5. Apply the configuration

terraform apply -auto-approve

Once the command completes, you should see the outputs:

Apply complete! Resources: 1 added, 0 changed, 0 destroyed.

Outputs:

daredevil_secret_identity = "The secret identity of Daredevil is 'Matt Murdock'"
deadpool_is_knownas = "Deadpool is also known as 'Merch with a mouth'"

Once you are done playing with the provider, you can destroy the resources created using:

terraform destroy -auto-approve

🪲 Debugging the provider

This is actually an optional step, but if you wish to debug the connector code to learn its behavior by watching the code executing line by line, you can do so by using delve.
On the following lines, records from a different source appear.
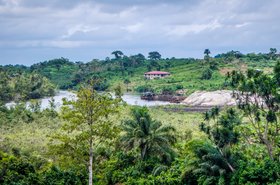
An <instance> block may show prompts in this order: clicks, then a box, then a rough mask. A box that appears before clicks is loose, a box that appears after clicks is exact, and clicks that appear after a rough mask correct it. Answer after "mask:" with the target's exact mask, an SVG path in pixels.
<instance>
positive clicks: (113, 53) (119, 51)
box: [112, 50, 124, 75]
mask: <svg viewBox="0 0 280 185" xmlns="http://www.w3.org/2000/svg"><path fill="white" fill-rule="evenodd" d="M112 55H115V59H116V60H117V61H118V62H119V65H120V68H121V71H122V75H124V61H123V59H122V56H123V52H121V51H119V50H117V51H113V52H112Z"/></svg>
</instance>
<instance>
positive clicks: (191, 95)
mask: <svg viewBox="0 0 280 185" xmlns="http://www.w3.org/2000/svg"><path fill="white" fill-rule="evenodd" d="M182 104H185V105H188V106H193V107H194V106H195V107H214V106H219V107H223V106H234V105H236V102H235V99H234V98H233V97H232V91H228V90H219V91H213V92H207V91H198V92H195V93H192V94H191V95H190V96H188V97H187V98H186V99H185V100H184V101H182Z"/></svg>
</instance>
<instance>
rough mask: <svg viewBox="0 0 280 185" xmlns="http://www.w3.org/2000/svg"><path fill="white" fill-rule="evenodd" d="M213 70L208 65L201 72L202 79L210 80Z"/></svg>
mask: <svg viewBox="0 0 280 185" xmlns="http://www.w3.org/2000/svg"><path fill="white" fill-rule="evenodd" d="M212 75H213V71H212V70H211V69H210V68H209V67H208V68H206V69H205V70H204V71H203V72H202V76H201V79H202V80H210V79H211V78H212Z"/></svg>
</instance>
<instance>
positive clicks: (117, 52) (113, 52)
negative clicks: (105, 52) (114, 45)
mask: <svg viewBox="0 0 280 185" xmlns="http://www.w3.org/2000/svg"><path fill="white" fill-rule="evenodd" d="M112 55H115V58H116V59H119V58H121V57H122V56H123V52H121V51H119V50H116V51H113V52H112Z"/></svg>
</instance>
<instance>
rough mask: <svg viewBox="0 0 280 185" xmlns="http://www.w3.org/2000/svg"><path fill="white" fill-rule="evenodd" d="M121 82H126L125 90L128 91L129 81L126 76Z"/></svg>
mask: <svg viewBox="0 0 280 185" xmlns="http://www.w3.org/2000/svg"><path fill="white" fill-rule="evenodd" d="M123 83H124V84H126V92H128V84H130V83H131V81H130V80H129V79H127V78H126V79H125V80H124V81H123Z"/></svg>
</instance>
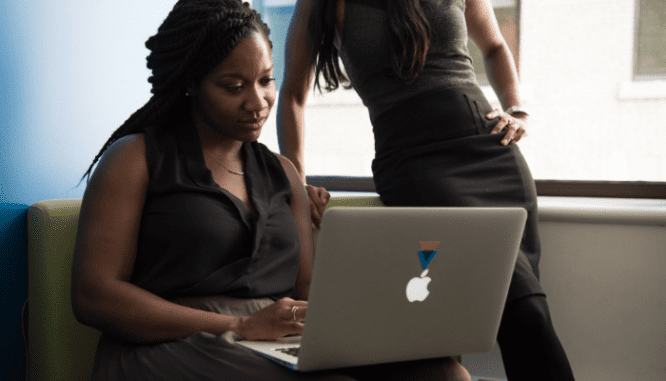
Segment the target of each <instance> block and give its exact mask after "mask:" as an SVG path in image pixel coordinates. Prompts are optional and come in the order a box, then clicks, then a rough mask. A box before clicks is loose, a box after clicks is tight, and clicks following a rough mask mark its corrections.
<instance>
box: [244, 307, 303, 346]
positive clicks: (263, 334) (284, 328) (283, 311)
mask: <svg viewBox="0 0 666 381" xmlns="http://www.w3.org/2000/svg"><path fill="white" fill-rule="evenodd" d="M307 305H308V302H307V301H304V300H294V299H291V298H282V299H280V300H278V301H277V302H275V303H273V304H271V305H269V306H267V307H265V308H262V309H261V310H259V311H257V312H256V313H254V314H253V315H251V316H246V317H243V318H241V322H240V323H239V329H238V332H236V333H238V334H239V335H240V336H241V337H243V338H244V339H246V340H277V339H279V338H281V337H284V336H287V335H298V334H300V333H301V332H303V320H305V311H306V309H307Z"/></svg>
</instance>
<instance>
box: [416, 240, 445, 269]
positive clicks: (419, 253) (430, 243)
mask: <svg viewBox="0 0 666 381" xmlns="http://www.w3.org/2000/svg"><path fill="white" fill-rule="evenodd" d="M439 244H440V242H438V241H420V242H419V249H420V250H419V259H420V260H421V267H423V269H424V270H425V269H426V268H427V267H428V265H429V264H430V261H431V260H432V258H433V257H434V256H435V254H437V247H439Z"/></svg>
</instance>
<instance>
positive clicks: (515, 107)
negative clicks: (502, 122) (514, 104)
mask: <svg viewBox="0 0 666 381" xmlns="http://www.w3.org/2000/svg"><path fill="white" fill-rule="evenodd" d="M504 112H505V113H507V114H513V113H514V112H522V113H523V114H525V115H530V113H529V112H528V111H527V109H526V108H524V107H521V106H511V107H509V108H508V109H506V110H504Z"/></svg>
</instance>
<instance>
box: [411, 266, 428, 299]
mask: <svg viewBox="0 0 666 381" xmlns="http://www.w3.org/2000/svg"><path fill="white" fill-rule="evenodd" d="M426 275H428V269H426V270H425V271H424V272H422V273H421V276H420V277H414V278H412V279H411V280H410V281H409V282H408V283H407V300H409V301H410V302H413V301H415V300H418V301H419V302H422V301H424V300H425V298H427V297H428V294H430V291H428V283H430V281H431V280H432V279H431V278H430V277H427V276H426Z"/></svg>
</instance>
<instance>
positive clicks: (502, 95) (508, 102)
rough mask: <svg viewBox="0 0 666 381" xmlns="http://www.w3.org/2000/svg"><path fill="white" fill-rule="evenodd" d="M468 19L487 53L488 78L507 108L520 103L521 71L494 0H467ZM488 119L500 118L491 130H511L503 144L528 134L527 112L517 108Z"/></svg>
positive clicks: (485, 58)
mask: <svg viewBox="0 0 666 381" xmlns="http://www.w3.org/2000/svg"><path fill="white" fill-rule="evenodd" d="M465 4H466V8H465V20H466V22H467V29H468V32H469V35H470V37H471V38H472V40H474V42H475V43H476V45H477V46H478V47H479V49H480V50H481V52H482V54H483V57H484V64H485V67H486V72H487V73H488V80H489V81H490V85H491V86H492V87H493V90H494V91H495V94H497V97H498V98H499V100H500V103H501V104H502V107H503V108H504V109H506V108H509V107H511V106H520V105H521V99H520V93H519V83H518V72H517V70H516V64H515V62H514V60H513V56H512V55H511V50H510V49H509V46H508V45H507V44H506V41H504V37H502V34H501V32H500V29H499V26H498V24H497V19H496V18H495V13H494V11H493V8H492V5H491V4H490V0H466V2H465ZM486 118H488V119H494V118H500V120H499V122H498V123H497V124H496V125H495V127H494V128H493V130H492V131H491V133H499V132H500V131H502V130H503V129H504V128H506V129H507V133H506V135H505V137H504V139H503V140H502V144H504V145H506V144H509V142H512V143H517V142H518V141H519V140H520V139H522V138H523V137H524V136H525V135H526V134H527V132H526V130H525V126H526V124H527V114H525V113H521V112H517V113H514V114H512V115H508V114H506V113H504V112H503V111H502V110H499V109H498V110H493V111H492V112H491V113H489V114H488V115H486Z"/></svg>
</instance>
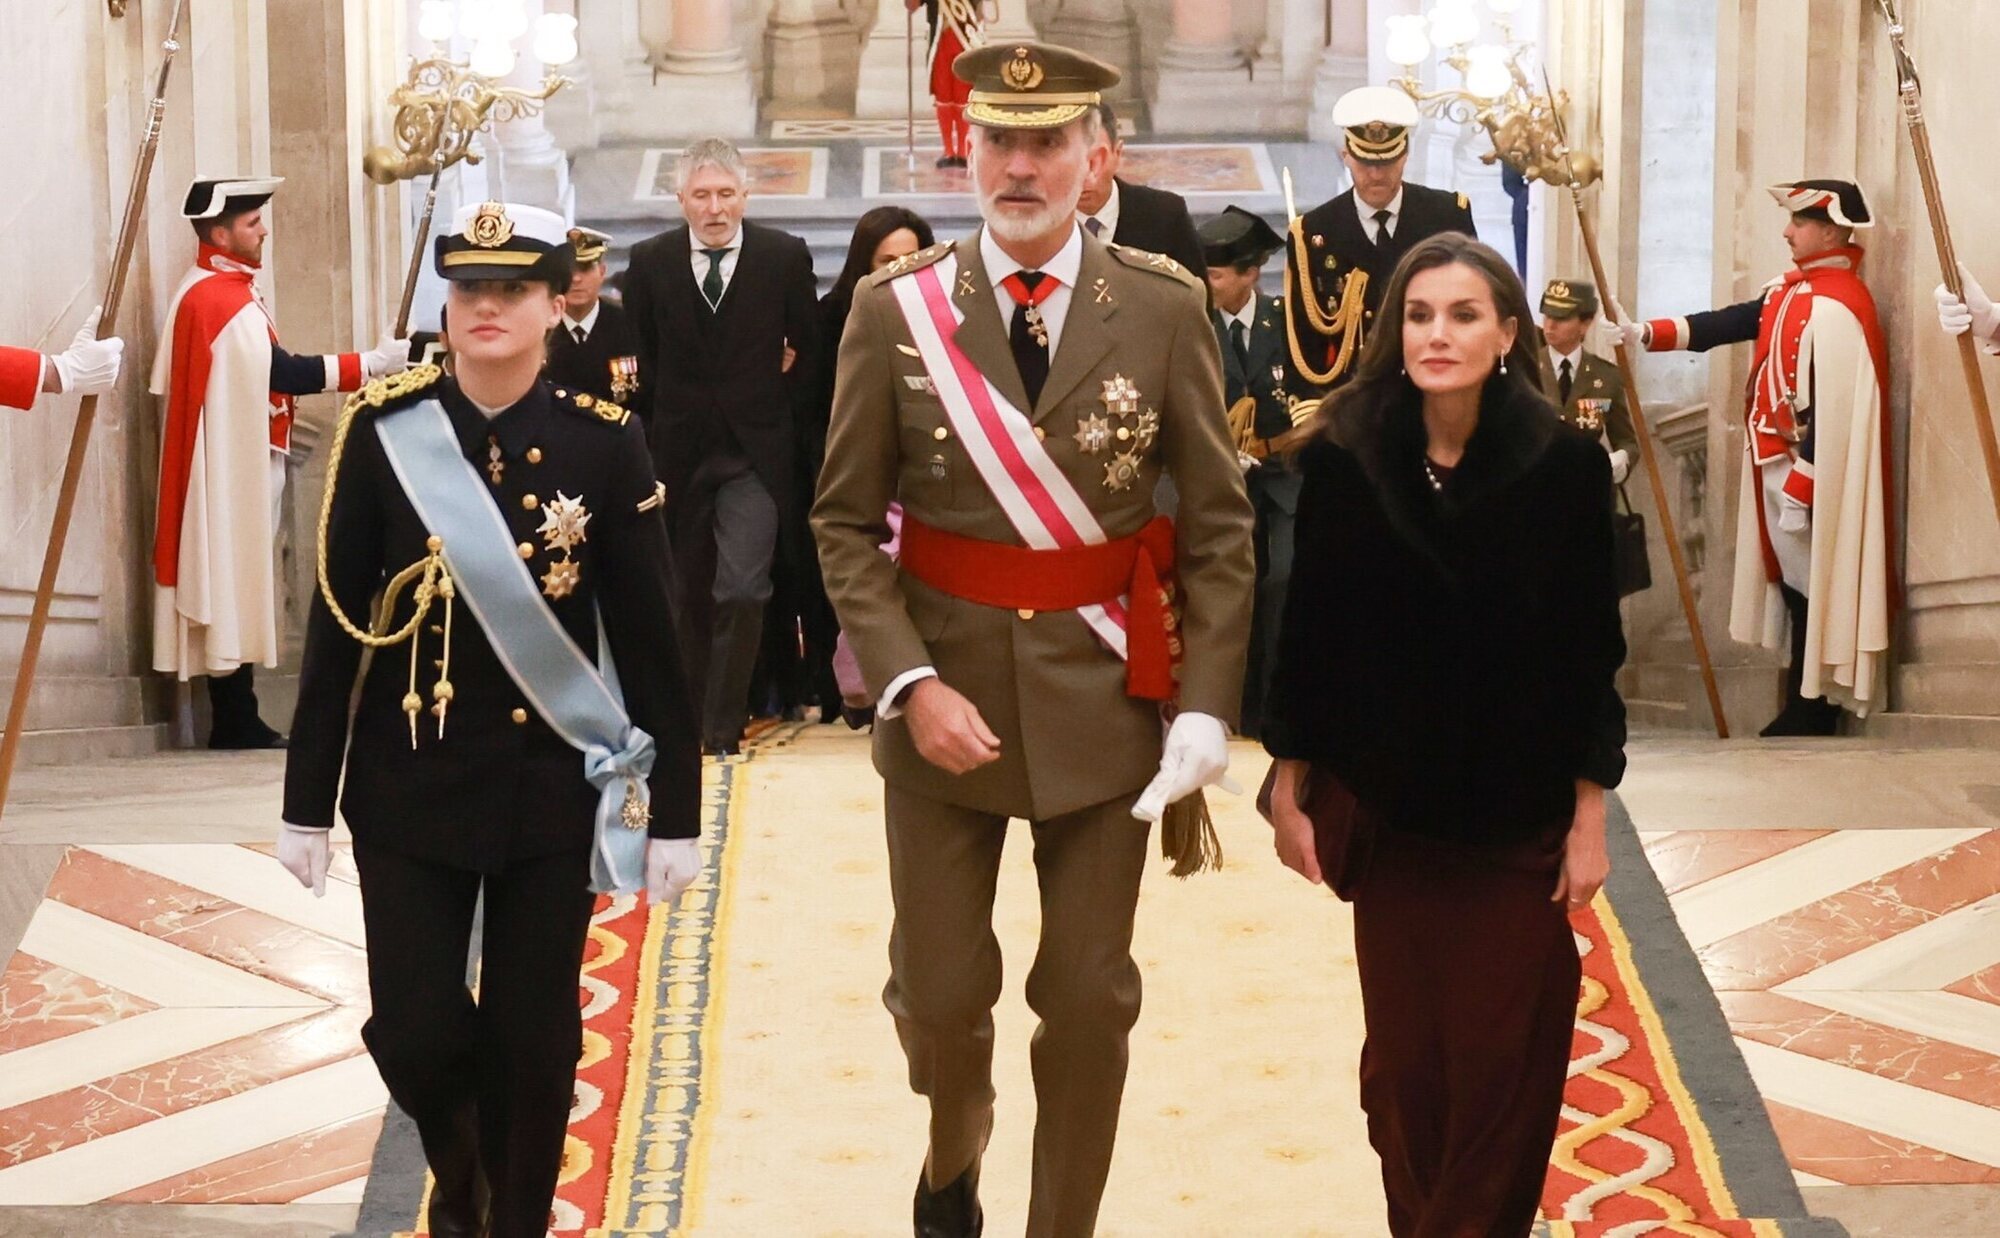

1. Create a file named .vscode/launch.json with the following content:

{
    "version": "0.2.0",
    "configurations": [
        {
            "name": "Debug Provider",
            "type": "go",
            "request": "launch",
            "mode": "debug",
            "program": "${workspaceFolder}",
            "env": {},
            "args": [
                "-debug",
            ]
        }
    ]
}

2. Set one or multiple breakpoints throughout the code.
3. Launch a new debugging session in Visual Studio Code.
4. In the debug console output you will see the following:

Provider started. To attach Terraform CLI, set the TF_REATTACH_PROVIDERS environment variable with the following:

	TF_REATTACH_PROVIDERS='{"aws.amazon.com/terraform/buildonaws":{"Protocol":"grpc","ProtocolVersion":6,"Pid":00000,"Test":true,"Addr":{"Network":"unix","String":"/var/folders/jp/8jhflhbx6fj9_br8dwlfxn780000gr/T/plugin1062046873"}}}'

💡 Please note that your TF_REATTACH_PROVIDERS environment variable will differ from what is shown here. Please don't copy the example above. You need to copy the one generated in your machine.

5. Attach the Terraform CLI to the debugger

export TF_REATTACH_PROVIDERS='{"aws.amazon.com/terraform/buildonaws":{"Protocol":"grpc","ProtocolVersion":6,"Pid":00000,"Test":true,"Addr":{"Network":"unix","String":"/var/folders/jp/8jhflhbx6fj9_br8dwlfxn780000gr/T/plugin1062046873"}}}'

6. Run any Terraform commands (plan, apply, destroy) that may trigger the breakpoints.

⬇️ Stopping the provider backend

1. Stop the containers using Docker Compose.

docker compose down

Security

See CONTRIBUTING for more information.

License

This project is licensed under the MIT-0 License. See the LICENSE file.